Lovely. Such a relief when everyone gets along... Very pretty cats.


----------



## Jenny1966 (Feb 7, 2011)

Gorgeous!! Love the first picture :001_wub:


----------



## colliemerles (Nov 2, 2007)

_i must have wayyyyyyy to much time on my hands, as i sit here taking pictures of them all day long !!!!!!!!,:001_wub:,,_


----------



## ukdave (May 26, 2011)

Now that's true love


----------



## Jazzz (Jun 12, 2012)

what breed is he? 

he has gorgeous colours! 

i spend hours taking photos of cats!! i need to get good ones of my fosters for their profiles  it is fun though!


----------



## harrys_mum (Aug 18, 2010)

just absolutely adorable.
michelle x


----------



## raggs (Aug 3, 2008)

They are both stunning and so nice to see them so happy together, chat soon...........Chris


----------



## lymorelynn (Oct 4, 2008)

How lovely is that first photo :001_wub: Makes me go all mushy  Rusty and Smudge, BFF :001_wub:


----------



## colliemerles (Nov 2, 2007)

Jazzz said:


> what breed is he?
> 
> he has gorgeous colours!
> 
> i spend hours taking photos of cats!! i need to get good ones of my fosters for their profiles  it is fun though!

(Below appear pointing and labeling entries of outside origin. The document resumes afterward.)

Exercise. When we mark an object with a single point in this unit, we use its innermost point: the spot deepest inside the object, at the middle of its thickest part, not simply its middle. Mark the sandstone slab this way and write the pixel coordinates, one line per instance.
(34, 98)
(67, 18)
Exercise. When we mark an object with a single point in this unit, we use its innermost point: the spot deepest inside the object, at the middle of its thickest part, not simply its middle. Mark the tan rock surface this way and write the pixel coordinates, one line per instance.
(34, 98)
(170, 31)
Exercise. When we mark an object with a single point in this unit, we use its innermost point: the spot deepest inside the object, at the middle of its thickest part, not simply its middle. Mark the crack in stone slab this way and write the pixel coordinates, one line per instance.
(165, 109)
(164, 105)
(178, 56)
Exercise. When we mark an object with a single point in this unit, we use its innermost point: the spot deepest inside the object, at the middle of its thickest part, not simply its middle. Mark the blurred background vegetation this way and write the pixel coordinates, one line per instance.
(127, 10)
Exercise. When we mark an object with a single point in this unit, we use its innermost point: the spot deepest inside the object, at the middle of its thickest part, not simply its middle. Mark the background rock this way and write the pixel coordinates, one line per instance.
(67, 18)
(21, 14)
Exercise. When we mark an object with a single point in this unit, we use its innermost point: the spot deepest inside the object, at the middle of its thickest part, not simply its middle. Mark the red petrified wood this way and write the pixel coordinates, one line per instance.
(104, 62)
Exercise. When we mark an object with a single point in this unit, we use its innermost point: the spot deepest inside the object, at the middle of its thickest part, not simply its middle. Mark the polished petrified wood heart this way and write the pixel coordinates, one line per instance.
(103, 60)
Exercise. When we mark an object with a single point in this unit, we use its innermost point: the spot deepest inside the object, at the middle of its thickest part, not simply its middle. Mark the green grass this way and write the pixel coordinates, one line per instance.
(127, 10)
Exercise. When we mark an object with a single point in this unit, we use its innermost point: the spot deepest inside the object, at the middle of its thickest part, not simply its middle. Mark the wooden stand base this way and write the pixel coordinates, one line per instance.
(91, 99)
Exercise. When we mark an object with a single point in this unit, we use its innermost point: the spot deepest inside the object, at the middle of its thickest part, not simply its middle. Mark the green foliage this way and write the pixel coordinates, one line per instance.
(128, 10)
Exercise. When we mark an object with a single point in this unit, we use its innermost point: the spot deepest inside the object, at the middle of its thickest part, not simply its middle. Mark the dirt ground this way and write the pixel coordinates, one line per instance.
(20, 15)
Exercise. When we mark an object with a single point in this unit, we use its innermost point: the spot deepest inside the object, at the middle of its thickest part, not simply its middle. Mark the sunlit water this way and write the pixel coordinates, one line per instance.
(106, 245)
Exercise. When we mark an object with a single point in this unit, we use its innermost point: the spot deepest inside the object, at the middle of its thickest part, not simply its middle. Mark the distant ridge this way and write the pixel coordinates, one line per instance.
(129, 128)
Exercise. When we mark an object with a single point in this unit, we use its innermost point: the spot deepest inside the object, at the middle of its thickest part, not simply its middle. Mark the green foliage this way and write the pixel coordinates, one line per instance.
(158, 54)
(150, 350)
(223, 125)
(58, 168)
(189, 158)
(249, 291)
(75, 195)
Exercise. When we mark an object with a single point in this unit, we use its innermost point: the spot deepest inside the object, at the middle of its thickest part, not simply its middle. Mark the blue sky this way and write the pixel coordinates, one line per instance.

_they are both Maine coons, my camera is broke, so i have to take pics with my phone, so sadly they dont come out as well._


----------



## we love bsh's (Mar 28, 2011)

Love the colours of smudge


----------



## Cats cats cats (Feb 4, 2011)

:001_wub: :001_wub: :001_wub: :001_wub: :001_wub: :001_wub: So cute !!!


----------



## jenny armour (Feb 28, 2010)

love to see them cuddled up together


----------



## Jazzz (Jun 12, 2012)

colliemerles said:


> _they are both Maine coons, my camera is broke, so i have to take pics with my phone, so sadly they dont come out as well._


its very hard to take bad photos of gorgeous cats! 

we have rescued maine coons as the mascots for our rescue organisation because they are just such awesome cats


----------



## MominsMummy (Jun 14, 2012)

Wow Rusty is STUNNING! First pic is soooo adorable! x


----------



## littlekitty (May 5, 2009)

Gorgeous cats you have.


----------